As a result, To The Wonder works better in that it’s not quite as grand a subject matter, therefore giving him a greater chance to conquer it, if you will. However where his latest feature suffers, is that it hasn’t got that grandiose, epic quality that was so appealing about his preceding production.
We follow the turbulent relationship between Marina (Olga Kurylenko) and Neil (Ben Affleck), and despite a memorable, romantic voyage to Mont Saint-Michel in France, the pair – along with Marina’s daughter Tatiana (Tatiana Chiline) – return to Neil’s home in Oklahoma, and it is back in America where problems arise and their seemingly formidable bond starts to break down. As a result, Neil starts spending time with an old flame, Jane (Rachel McAdams), while Marina seeks solace in local priest Father Quintana (Javier Bardem), who is also suffering from his own crisis of identity.
By dealing with romance and relationships, To The Wonder certainly allows Malick a platform to be his most grandiloquent, and the film suffers in that at times it does steer towards the melodramatic, more mawkish side to his work. Nonetheless, Malick manages to display a fair and rounded take on love with all its facets, including lust, desire, sex, anger, betrayal, guilt and outright adoration.
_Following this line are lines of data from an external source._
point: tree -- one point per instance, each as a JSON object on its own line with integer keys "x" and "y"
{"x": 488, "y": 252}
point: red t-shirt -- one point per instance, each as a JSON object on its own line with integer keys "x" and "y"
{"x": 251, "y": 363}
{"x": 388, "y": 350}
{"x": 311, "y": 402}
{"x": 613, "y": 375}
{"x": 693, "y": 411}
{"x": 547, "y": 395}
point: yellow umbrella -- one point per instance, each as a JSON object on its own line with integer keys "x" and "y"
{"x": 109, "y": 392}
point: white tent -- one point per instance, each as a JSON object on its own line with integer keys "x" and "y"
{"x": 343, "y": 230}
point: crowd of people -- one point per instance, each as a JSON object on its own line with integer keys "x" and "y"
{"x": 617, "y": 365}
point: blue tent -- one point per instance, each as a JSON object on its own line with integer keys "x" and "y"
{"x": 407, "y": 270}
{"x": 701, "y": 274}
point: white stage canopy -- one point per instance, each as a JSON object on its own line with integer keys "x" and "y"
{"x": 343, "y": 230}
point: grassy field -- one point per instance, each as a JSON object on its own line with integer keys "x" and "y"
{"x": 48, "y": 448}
It works well to an extent, as he analyses one particular part of life rather than its entirety, in a similar vein to his achievement in The Thin Red Line, where the focus was war and death.
In regards to displaying each and every romantic nuance, Kurylenko is fantastic, as she has this playful demeanour, almost flirting with the camera as we follow her voyeuristically dancing through open spaces. She has a beguiling naivety to her, and seeing the world through her eyes is inspiring. That said, there are perhaps too many scenes of Marina dancing three feet in front of Neil, and although it portrays the dynamics to their relationship effectively – giving him a sense of dominance and maturity, we don’t need to see it happen quite so often. Meanwhile, the other performance that truly stands out is that of Bardem, and although his character seems somewhat irrelevant in the grand scheme of things, his performance justifies its inclusion, as he simply steals every scene he is in. His soothing, assuasive voice also suits the picturesque quality for which Malick is striving.
The film does look beautiful, as Malick once again displays his ability to present scenery to its maximum advantage. He doesn’t hold many shots for a long period of time, and despite the fact certain scenes and human relations linger – such as Marina dancing, or the couple hugging – the backdrop continuously changes, as though the film is being told via postcards. Yet despite its visual ingenuity, To The Wonder lacks an engaging narrative. Malick simply loses us during the film, as we dip in and out of the story. We aren’t quite behind the director at all times, and as such it can become difficult to appreciate and comprehend what it is he is trying to portray or tell us.
If you are a Malick fan this is certainly worth a watch, but if not, then avoid at all costs, as this is Terrence Malick being, well, very Terrence Malick. What can be mistaken for horribly sentimental drivel is saved by the reputation that precedes the director, and if this feature had come from anyone else you’d want to walk out – yet where he is concerned you always think there’s something more to it than meets the eye, a deeper meaning behind the imagery. However in this case, it’s not particularly as profound nor significant as we are used to.